The Panamanian carrier recently reported a fourth-quarter unit revenue gain of 10.7% and bested earnings estimates, triggering a one-day gain of 6% in its shares, which are traded on the New York Stock Exchange. Shares closed Friday at $106.85 and have risen 18% year to date.

“Latin America is coming back after two really hard years,” said Copa CEO Pedro Heilbron in an interview. “The main {problem} had to do with the Brazilian economy, which has recuperated since, and currencies devaluating. That affected traffic and yields.

“Latin American seems to be coming out of that, but we are still very careful,” he said.

In the fourth quarter, all three global U.S. carriers saw their best unit revenue gains in Latin America, although none matched Copa. American gained 10.3%, United (UAL – Get Report) gained 7.7% and Delta (DAL – Get Report) gained 5.2%.

On Monday morning, Delta CFO Paul Jacobson called Latin America “the shining star in the network.”

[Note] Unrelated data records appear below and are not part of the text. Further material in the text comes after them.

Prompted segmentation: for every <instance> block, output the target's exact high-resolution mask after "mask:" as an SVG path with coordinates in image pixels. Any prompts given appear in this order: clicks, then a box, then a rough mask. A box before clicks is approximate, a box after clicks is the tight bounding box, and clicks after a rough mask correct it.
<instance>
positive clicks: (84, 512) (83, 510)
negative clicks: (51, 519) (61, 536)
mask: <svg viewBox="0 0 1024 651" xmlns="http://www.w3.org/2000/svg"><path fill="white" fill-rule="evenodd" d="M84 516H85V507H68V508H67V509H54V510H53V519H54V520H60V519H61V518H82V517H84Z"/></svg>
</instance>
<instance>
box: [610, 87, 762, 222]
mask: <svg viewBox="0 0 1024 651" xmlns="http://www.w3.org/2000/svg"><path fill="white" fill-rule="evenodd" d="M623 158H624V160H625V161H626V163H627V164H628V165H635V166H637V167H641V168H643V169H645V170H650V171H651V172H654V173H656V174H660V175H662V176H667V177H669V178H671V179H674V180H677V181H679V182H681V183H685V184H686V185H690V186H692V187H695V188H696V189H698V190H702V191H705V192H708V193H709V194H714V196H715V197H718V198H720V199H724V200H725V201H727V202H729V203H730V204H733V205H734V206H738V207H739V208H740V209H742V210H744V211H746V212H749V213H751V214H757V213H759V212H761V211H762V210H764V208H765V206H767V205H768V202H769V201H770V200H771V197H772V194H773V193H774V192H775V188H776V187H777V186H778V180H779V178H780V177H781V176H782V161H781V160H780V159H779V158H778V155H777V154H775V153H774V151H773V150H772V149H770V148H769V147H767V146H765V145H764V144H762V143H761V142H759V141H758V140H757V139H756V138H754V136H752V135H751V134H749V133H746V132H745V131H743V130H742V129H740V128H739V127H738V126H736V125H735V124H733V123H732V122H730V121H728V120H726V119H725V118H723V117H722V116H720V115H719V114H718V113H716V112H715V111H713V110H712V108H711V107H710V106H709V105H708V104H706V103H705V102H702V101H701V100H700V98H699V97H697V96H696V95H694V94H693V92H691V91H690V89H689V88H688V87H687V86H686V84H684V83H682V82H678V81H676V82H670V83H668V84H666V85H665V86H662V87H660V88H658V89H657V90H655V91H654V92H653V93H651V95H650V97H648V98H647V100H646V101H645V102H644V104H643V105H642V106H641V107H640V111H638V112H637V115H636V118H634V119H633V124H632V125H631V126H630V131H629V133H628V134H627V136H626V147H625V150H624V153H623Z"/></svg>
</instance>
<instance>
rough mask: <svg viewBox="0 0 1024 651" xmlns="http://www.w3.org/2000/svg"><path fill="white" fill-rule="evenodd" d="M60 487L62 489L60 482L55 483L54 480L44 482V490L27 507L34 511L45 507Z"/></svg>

Speaking at an investor conference, Jacobson said Delta’s gains in the region are being “led in particular by the Brazilian economy.”

Copa’s gain followed two years of negative unit revenue numbers. But analysts had mixed reactions to the strong fourth-quarter results.

“The LatAm region is emerging from a recession which could provide further upside earnings,” wrote Deutsche Bank analyst Mike Linenberg. In the case of Copa, improvements in unit revenue, load factor and yields “are expected to continue into 2017,” he said. He has a buy rating and a target price of $110.

Cowen & Co. analyst Helane Becker has a market perform rating; she worries about capacity growth.

“As a result of this improved performance and weak results elsewhere in the world, particularly the North Atlantic, we are seeing airlines increase capacity growth into the region,” Becker wrote. “If this growth continues, we would be cautious about the region as the economies in LatAm remain fragile and the currency environment remains somewhat unsteady.”

Heilbron said U.S. carriers are “adding back capacity that was taken out.” He noted that Copa’s capacity grew just 2% last year. “This year we are guiding to 6% growth, but that’s all from {aircraft} utilization and putting back some frequencies, not adding aircraft,” he said.

“We’re in a very good position to take advantage” of regional growth, he said. “There will always be competition, but our centrally located hub gives us a unique advantage.”

Panama City “is right in the middle of the Americas and being right at sea level it allows for smaller narrowbodies to fly longer distances, so we connect a lot of small thin markets {and} we also have a lot of traffic to bigger cities,” he said.